HOW TO MANIPULATE NUMBERS

So how does one get from 1% deviations to a 16% change?

It’s because you’re not comparing the real stuff, that is, the items actually projected (revenues and expenses), but you’re comparing differences between those projected amounts.

I want to stay away from algebra (so as not to frighten anybody), so let me use some very “easy” numbers.

For deficits, one expects that expenditures will not too greatly exceed revenues.

To make this simple, let’s assume revenues are 1000.

Let’s say I want an 8% deficit, so that makes expenses 1080.

My difference is 80, an 8% deficit compared to revenues of 1000.

Let’s say I was off in my projection of revenues by 1% — so revenues were only 990. The deficit would now be 90, about 9% deficit. The increase from 80 to 90 is about 13% increase in that deficit.

Let’s say the revenues were fine, but expenses were off by 1%. The new expenses would be 1091, a deficit of 91… again, about a 9% deficit, and again, about a 13% increase.

Finally, let’s assume we were off both revenues and expenses by 0.5% — new revenues would be 995, expenses would be 1085, the deficit would be 90… and again, a 9% deficit (and a 13% increase).

The issue is comparing differences of numbers that are relatively close. A 1% increase or decrease in one of the numbers in the difference can lead to an-order-of-magnitude-larger change in the difference between the numbers.

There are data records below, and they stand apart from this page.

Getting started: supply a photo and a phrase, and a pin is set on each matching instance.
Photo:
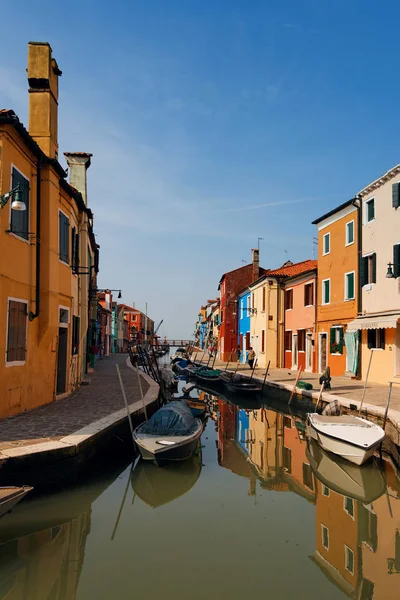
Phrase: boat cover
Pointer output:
(174, 418)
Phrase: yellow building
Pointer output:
(49, 255)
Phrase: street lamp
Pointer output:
(17, 203)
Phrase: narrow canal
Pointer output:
(252, 515)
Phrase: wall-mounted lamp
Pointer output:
(17, 203)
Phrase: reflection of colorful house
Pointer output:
(243, 317)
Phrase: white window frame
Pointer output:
(18, 237)
(346, 295)
(16, 363)
(347, 233)
(323, 292)
(326, 235)
(346, 548)
(345, 509)
(69, 229)
(366, 202)
(322, 536)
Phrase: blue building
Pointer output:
(244, 322)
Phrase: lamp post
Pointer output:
(17, 203)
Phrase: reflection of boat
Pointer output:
(10, 496)
(171, 434)
(239, 384)
(353, 438)
(364, 483)
(156, 486)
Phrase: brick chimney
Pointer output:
(43, 74)
(255, 256)
(78, 163)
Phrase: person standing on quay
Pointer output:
(250, 357)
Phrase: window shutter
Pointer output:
(395, 195)
(396, 260)
(373, 268)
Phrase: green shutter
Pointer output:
(396, 260)
(373, 268)
(395, 195)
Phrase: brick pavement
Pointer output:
(89, 403)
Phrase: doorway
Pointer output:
(62, 360)
(322, 358)
(295, 351)
(309, 352)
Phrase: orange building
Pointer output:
(49, 254)
(337, 295)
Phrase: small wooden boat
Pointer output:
(365, 483)
(171, 434)
(239, 384)
(352, 438)
(10, 496)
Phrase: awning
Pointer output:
(374, 322)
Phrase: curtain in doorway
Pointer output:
(351, 343)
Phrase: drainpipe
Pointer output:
(34, 315)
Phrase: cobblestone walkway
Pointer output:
(99, 399)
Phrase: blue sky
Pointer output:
(212, 123)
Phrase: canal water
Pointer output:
(256, 513)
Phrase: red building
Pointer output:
(230, 285)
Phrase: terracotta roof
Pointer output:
(297, 269)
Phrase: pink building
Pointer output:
(300, 315)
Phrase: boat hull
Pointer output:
(351, 452)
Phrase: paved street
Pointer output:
(90, 403)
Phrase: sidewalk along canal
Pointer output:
(80, 427)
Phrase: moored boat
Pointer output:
(365, 483)
(171, 434)
(352, 438)
(10, 496)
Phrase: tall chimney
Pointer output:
(43, 74)
(78, 163)
(255, 256)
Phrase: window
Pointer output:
(16, 331)
(20, 218)
(63, 237)
(288, 299)
(349, 233)
(325, 536)
(287, 459)
(288, 341)
(301, 340)
(307, 476)
(376, 338)
(75, 334)
(349, 286)
(368, 269)
(396, 195)
(326, 291)
(349, 559)
(349, 506)
(336, 339)
(370, 210)
(396, 260)
(75, 250)
(326, 244)
(309, 294)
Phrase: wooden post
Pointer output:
(295, 385)
(366, 380)
(265, 376)
(254, 368)
(126, 406)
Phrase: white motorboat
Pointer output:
(352, 438)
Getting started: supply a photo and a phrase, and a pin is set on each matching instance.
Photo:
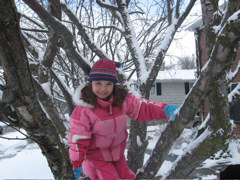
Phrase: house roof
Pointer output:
(174, 75)
(177, 75)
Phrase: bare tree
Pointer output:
(55, 47)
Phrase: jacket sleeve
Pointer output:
(144, 110)
(79, 136)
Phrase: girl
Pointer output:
(98, 133)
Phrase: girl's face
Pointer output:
(102, 89)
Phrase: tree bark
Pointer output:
(25, 101)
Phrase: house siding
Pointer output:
(172, 92)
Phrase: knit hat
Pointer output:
(104, 69)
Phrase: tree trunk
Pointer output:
(24, 99)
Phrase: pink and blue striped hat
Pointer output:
(104, 69)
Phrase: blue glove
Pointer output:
(169, 111)
(77, 172)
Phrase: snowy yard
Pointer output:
(20, 159)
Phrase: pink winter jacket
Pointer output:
(100, 133)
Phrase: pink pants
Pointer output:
(104, 170)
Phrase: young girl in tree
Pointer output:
(98, 133)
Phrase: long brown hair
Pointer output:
(119, 92)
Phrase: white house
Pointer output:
(172, 86)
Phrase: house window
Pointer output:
(153, 90)
(188, 86)
(159, 89)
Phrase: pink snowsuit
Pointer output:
(98, 135)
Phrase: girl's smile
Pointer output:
(102, 89)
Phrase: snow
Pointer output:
(20, 159)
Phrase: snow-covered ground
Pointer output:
(20, 159)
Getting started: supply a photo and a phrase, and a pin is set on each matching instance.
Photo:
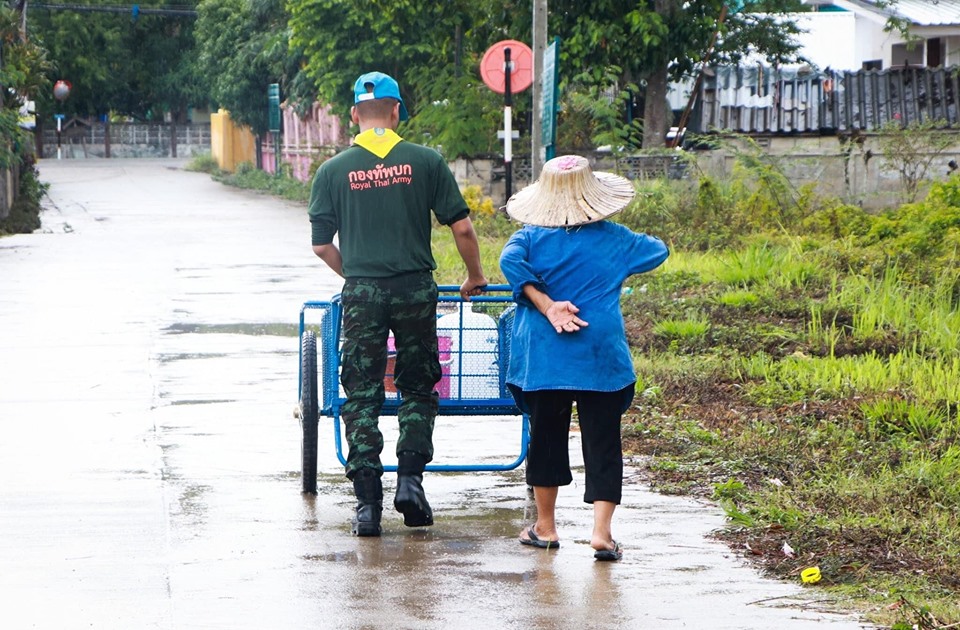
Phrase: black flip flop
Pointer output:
(610, 555)
(534, 541)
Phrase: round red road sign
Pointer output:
(492, 70)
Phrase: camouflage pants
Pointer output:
(372, 307)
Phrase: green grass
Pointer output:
(804, 373)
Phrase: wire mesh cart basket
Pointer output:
(474, 343)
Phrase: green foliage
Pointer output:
(243, 48)
(24, 215)
(911, 149)
(204, 163)
(22, 77)
(707, 213)
(433, 50)
(595, 111)
(458, 115)
(650, 41)
(139, 67)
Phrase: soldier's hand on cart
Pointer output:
(473, 287)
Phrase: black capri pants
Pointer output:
(548, 457)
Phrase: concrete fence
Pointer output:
(83, 138)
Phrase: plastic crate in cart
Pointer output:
(474, 343)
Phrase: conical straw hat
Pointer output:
(568, 193)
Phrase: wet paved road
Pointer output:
(149, 455)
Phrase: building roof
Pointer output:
(918, 12)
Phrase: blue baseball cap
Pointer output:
(383, 87)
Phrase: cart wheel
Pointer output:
(309, 417)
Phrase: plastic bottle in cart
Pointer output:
(473, 357)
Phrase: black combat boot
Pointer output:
(411, 500)
(369, 491)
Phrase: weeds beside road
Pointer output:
(798, 362)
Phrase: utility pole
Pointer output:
(539, 46)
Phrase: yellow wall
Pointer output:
(230, 144)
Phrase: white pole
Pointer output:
(507, 134)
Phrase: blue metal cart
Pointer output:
(474, 342)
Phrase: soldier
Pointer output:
(378, 196)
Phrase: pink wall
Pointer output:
(304, 140)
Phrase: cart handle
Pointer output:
(487, 290)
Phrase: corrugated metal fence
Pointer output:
(763, 100)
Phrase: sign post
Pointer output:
(61, 90)
(550, 90)
(273, 119)
(507, 67)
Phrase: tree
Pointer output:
(23, 65)
(243, 47)
(131, 64)
(656, 41)
(433, 49)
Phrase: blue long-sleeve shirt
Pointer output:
(585, 265)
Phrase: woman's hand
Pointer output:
(563, 317)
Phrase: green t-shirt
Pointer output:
(381, 206)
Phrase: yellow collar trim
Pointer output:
(378, 141)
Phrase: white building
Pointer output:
(854, 35)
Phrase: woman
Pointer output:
(566, 267)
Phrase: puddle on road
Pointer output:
(242, 328)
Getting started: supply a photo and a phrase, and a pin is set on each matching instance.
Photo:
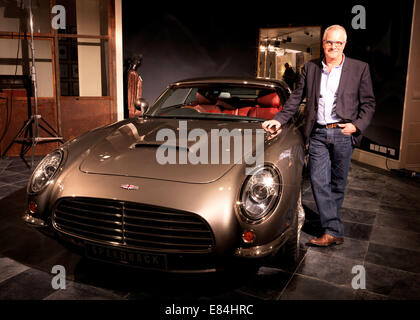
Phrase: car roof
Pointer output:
(231, 80)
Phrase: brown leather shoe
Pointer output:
(326, 240)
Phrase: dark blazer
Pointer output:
(355, 98)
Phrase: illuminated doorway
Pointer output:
(278, 46)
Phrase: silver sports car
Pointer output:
(191, 185)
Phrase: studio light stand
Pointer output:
(28, 135)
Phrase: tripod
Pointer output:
(28, 135)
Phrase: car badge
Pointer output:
(129, 187)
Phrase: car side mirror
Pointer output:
(141, 105)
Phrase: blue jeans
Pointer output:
(329, 162)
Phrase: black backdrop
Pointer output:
(191, 39)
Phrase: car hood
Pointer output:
(134, 149)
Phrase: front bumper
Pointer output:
(34, 222)
(264, 250)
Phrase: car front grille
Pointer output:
(133, 225)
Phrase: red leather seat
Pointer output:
(268, 106)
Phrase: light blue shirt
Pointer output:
(328, 94)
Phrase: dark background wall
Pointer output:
(192, 39)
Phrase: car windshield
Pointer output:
(216, 101)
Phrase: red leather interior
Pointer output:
(268, 106)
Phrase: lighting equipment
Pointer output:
(28, 135)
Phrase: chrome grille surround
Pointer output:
(132, 225)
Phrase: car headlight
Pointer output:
(260, 193)
(45, 171)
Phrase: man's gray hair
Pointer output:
(335, 27)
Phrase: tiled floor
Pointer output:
(382, 233)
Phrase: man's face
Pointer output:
(333, 50)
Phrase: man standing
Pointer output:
(340, 106)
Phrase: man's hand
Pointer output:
(271, 126)
(348, 128)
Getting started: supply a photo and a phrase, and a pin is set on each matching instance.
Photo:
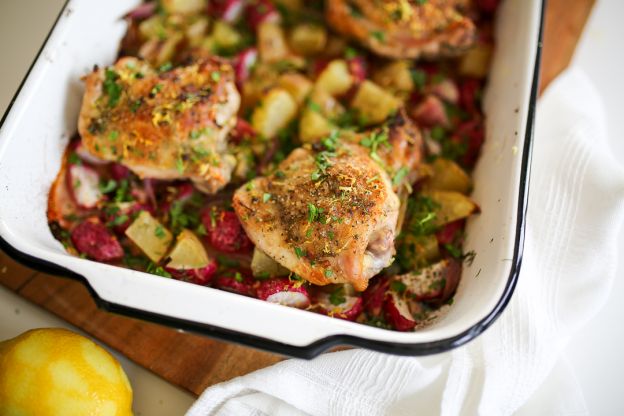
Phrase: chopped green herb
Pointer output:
(419, 78)
(337, 297)
(398, 286)
(299, 252)
(399, 176)
(111, 87)
(312, 213)
(108, 186)
(160, 232)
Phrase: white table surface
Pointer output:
(596, 352)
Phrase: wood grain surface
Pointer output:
(194, 362)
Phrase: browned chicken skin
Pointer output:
(327, 215)
(404, 28)
(167, 125)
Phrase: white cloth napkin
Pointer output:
(576, 207)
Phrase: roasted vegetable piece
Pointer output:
(448, 176)
(93, 239)
(451, 206)
(83, 183)
(263, 266)
(335, 79)
(150, 236)
(188, 252)
(373, 104)
(308, 39)
(397, 313)
(339, 305)
(224, 231)
(277, 109)
(284, 292)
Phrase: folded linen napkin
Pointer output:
(576, 207)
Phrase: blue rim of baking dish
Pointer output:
(312, 350)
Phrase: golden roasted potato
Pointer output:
(313, 126)
(277, 109)
(373, 104)
(452, 206)
(448, 176)
(150, 236)
(53, 371)
(183, 6)
(297, 85)
(395, 76)
(188, 252)
(308, 39)
(335, 79)
(476, 62)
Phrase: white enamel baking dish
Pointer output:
(43, 116)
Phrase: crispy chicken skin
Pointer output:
(327, 215)
(163, 125)
(404, 28)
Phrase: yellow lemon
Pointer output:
(57, 372)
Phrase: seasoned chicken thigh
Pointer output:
(164, 125)
(327, 214)
(404, 28)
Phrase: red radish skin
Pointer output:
(430, 112)
(398, 314)
(225, 232)
(241, 131)
(373, 297)
(243, 285)
(468, 90)
(450, 232)
(201, 276)
(119, 172)
(284, 292)
(261, 11)
(94, 240)
(83, 183)
(243, 63)
(349, 310)
(447, 90)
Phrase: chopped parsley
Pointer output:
(111, 87)
(337, 297)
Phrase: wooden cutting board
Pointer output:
(194, 362)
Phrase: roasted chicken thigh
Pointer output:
(404, 28)
(327, 214)
(165, 125)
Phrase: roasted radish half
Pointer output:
(397, 313)
(83, 183)
(338, 304)
(284, 291)
(94, 240)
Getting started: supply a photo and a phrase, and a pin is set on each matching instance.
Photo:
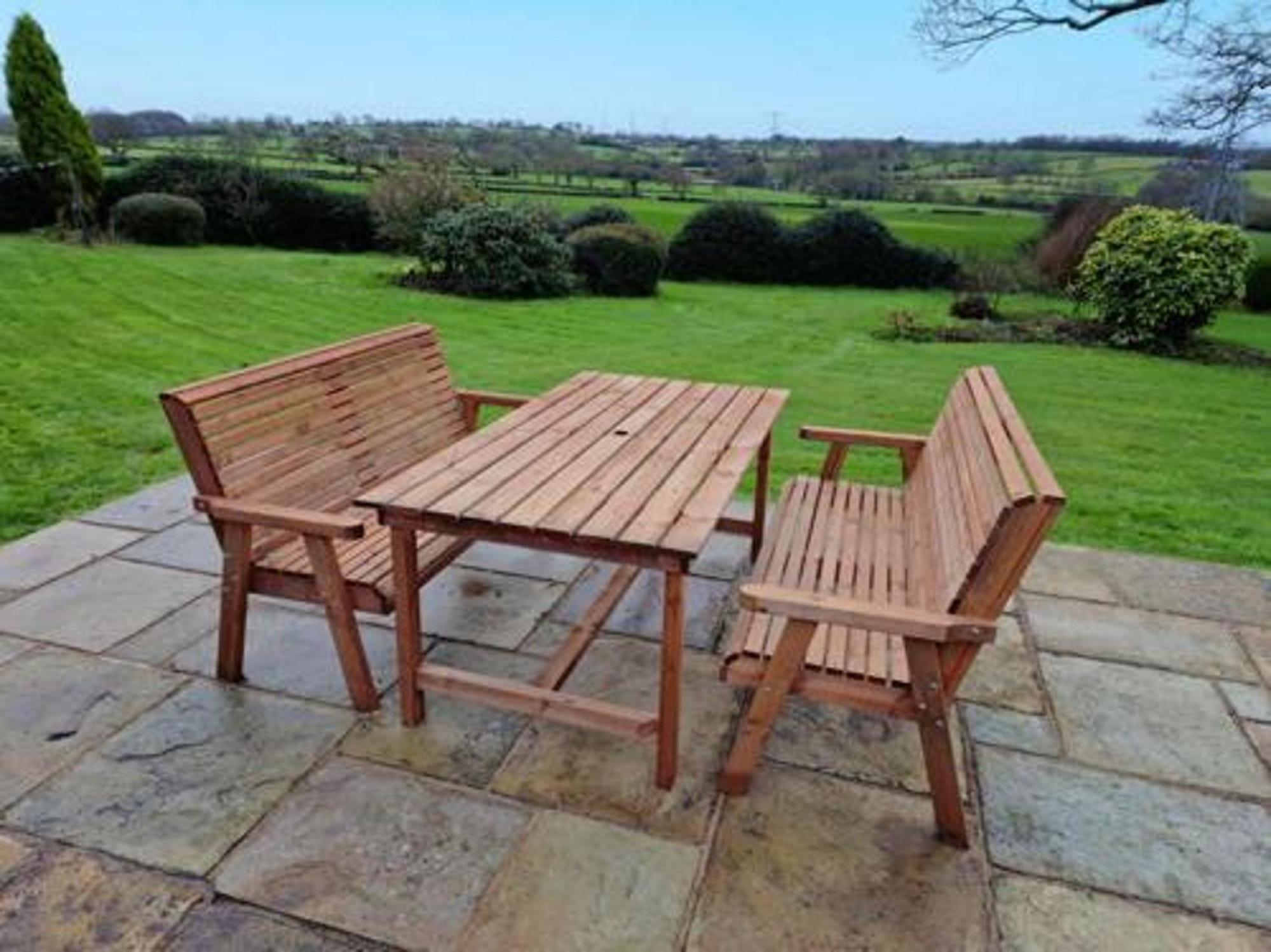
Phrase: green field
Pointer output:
(1157, 456)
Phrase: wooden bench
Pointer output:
(279, 453)
(880, 598)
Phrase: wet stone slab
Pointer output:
(1189, 645)
(185, 781)
(1070, 573)
(1005, 674)
(640, 612)
(1190, 588)
(72, 901)
(1167, 726)
(232, 926)
(576, 884)
(57, 705)
(519, 561)
(1037, 916)
(153, 509)
(189, 546)
(57, 551)
(853, 744)
(459, 740)
(808, 861)
(102, 604)
(1010, 729)
(607, 777)
(485, 608)
(293, 653)
(377, 852)
(157, 644)
(1063, 820)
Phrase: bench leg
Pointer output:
(344, 626)
(406, 587)
(934, 730)
(236, 580)
(669, 686)
(784, 668)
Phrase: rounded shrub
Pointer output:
(1258, 285)
(598, 215)
(729, 242)
(1159, 275)
(156, 218)
(853, 248)
(622, 261)
(491, 251)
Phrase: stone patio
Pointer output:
(1115, 742)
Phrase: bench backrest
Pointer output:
(317, 429)
(978, 503)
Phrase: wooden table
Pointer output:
(627, 470)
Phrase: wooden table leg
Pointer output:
(406, 588)
(762, 466)
(669, 688)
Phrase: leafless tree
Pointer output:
(1227, 63)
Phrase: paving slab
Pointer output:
(57, 551)
(233, 926)
(181, 785)
(153, 509)
(612, 779)
(1167, 726)
(1034, 734)
(158, 643)
(808, 861)
(519, 561)
(1250, 701)
(1189, 645)
(576, 884)
(853, 744)
(57, 705)
(377, 852)
(1068, 822)
(1037, 916)
(293, 653)
(101, 604)
(12, 648)
(1005, 673)
(1070, 573)
(459, 740)
(485, 608)
(73, 901)
(1258, 641)
(640, 612)
(190, 546)
(1202, 589)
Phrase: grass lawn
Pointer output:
(1157, 456)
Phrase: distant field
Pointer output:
(1157, 456)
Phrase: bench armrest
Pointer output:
(288, 518)
(894, 620)
(908, 445)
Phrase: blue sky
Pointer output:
(828, 69)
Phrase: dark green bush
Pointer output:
(853, 248)
(490, 251)
(1157, 276)
(1258, 285)
(154, 218)
(25, 200)
(598, 215)
(623, 261)
(730, 242)
(250, 205)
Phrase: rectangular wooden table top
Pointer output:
(604, 462)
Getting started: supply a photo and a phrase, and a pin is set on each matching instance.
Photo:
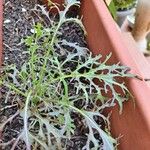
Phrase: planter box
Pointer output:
(104, 37)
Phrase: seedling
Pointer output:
(48, 91)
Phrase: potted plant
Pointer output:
(123, 9)
(120, 124)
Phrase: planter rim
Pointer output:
(128, 54)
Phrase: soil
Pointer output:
(18, 22)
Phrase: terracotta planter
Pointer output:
(105, 37)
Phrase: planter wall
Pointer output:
(105, 37)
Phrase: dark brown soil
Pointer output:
(18, 22)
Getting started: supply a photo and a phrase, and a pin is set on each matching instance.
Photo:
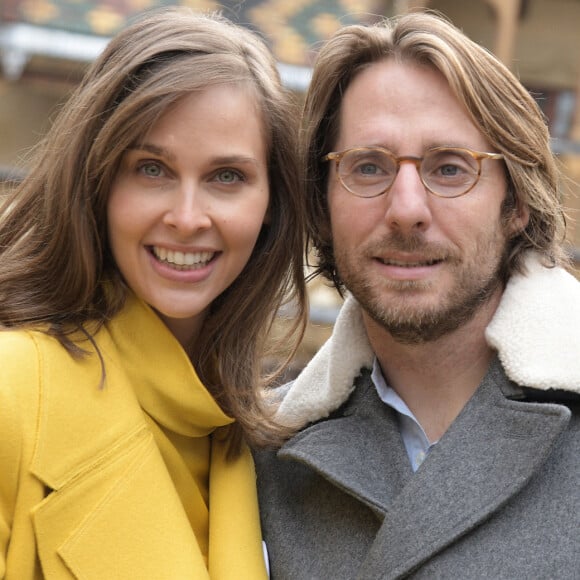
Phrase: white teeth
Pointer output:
(183, 259)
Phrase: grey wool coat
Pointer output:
(498, 496)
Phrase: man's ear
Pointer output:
(519, 219)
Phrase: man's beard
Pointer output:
(408, 323)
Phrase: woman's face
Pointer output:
(188, 203)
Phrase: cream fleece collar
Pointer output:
(536, 331)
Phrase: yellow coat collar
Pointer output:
(94, 449)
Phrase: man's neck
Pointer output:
(437, 378)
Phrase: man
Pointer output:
(439, 431)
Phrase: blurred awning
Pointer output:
(77, 30)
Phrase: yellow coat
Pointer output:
(84, 491)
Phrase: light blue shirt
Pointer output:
(413, 435)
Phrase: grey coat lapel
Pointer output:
(490, 452)
(349, 449)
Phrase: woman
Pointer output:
(142, 264)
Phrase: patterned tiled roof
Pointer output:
(292, 27)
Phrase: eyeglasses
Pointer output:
(444, 171)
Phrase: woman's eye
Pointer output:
(151, 169)
(229, 176)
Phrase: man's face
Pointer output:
(419, 265)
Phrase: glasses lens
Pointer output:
(367, 172)
(449, 172)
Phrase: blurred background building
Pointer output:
(45, 45)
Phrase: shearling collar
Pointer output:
(536, 331)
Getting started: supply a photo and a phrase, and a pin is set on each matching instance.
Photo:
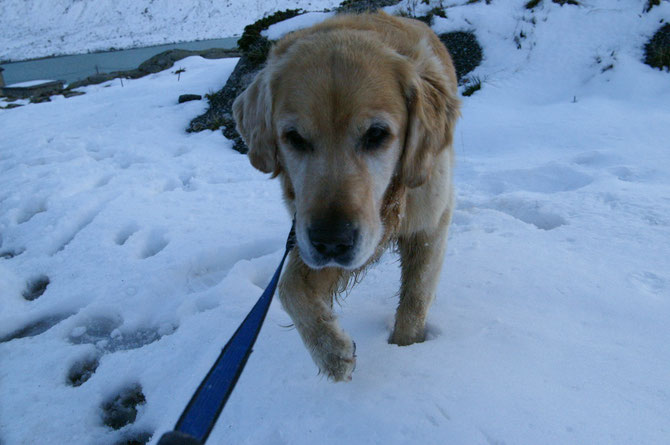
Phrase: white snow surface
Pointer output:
(550, 323)
(40, 28)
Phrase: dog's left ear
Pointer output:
(253, 115)
(432, 110)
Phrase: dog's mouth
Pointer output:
(330, 243)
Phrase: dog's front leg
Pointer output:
(307, 296)
(421, 255)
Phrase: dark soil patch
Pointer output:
(465, 51)
(657, 50)
(36, 287)
(122, 409)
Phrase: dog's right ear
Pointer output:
(253, 115)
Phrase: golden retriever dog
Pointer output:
(355, 116)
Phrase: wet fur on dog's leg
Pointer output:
(421, 256)
(307, 296)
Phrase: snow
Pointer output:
(40, 28)
(551, 318)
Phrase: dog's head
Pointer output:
(340, 117)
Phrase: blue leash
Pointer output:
(199, 416)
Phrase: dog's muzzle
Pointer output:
(333, 240)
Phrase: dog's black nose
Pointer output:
(333, 238)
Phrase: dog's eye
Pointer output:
(297, 142)
(375, 137)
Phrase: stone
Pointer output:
(46, 88)
(189, 97)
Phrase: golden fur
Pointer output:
(312, 117)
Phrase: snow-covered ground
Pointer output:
(551, 323)
(40, 28)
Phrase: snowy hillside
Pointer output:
(131, 250)
(39, 28)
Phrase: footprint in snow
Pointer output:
(36, 327)
(125, 233)
(154, 244)
(211, 267)
(135, 438)
(9, 254)
(121, 408)
(528, 211)
(31, 210)
(108, 336)
(549, 178)
(36, 287)
(82, 370)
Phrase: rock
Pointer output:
(46, 88)
(220, 112)
(465, 51)
(71, 93)
(254, 48)
(189, 97)
(155, 64)
(657, 50)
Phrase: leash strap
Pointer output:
(201, 413)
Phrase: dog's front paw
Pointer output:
(408, 336)
(335, 355)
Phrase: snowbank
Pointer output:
(130, 250)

GET READY FOR MORE NUMBER TRICKERY, ILLINOIS

This is mendacity (aka bullshit) to try to make the situation sound like something untoward was going on when the expense/revenue projections were off by about 1%….and to try to convince people that there is a CRISIS!

via GIPHY

(conveniently caused by the prior administration)

And we must RAISE TAXES NOW!

Or some such.

If this is Pritzker’s opener, I’m going to love to see his budget proposal later this month.

via GIPHY

Because they will use similar number tricks, I’m betting. Thanks for the warning!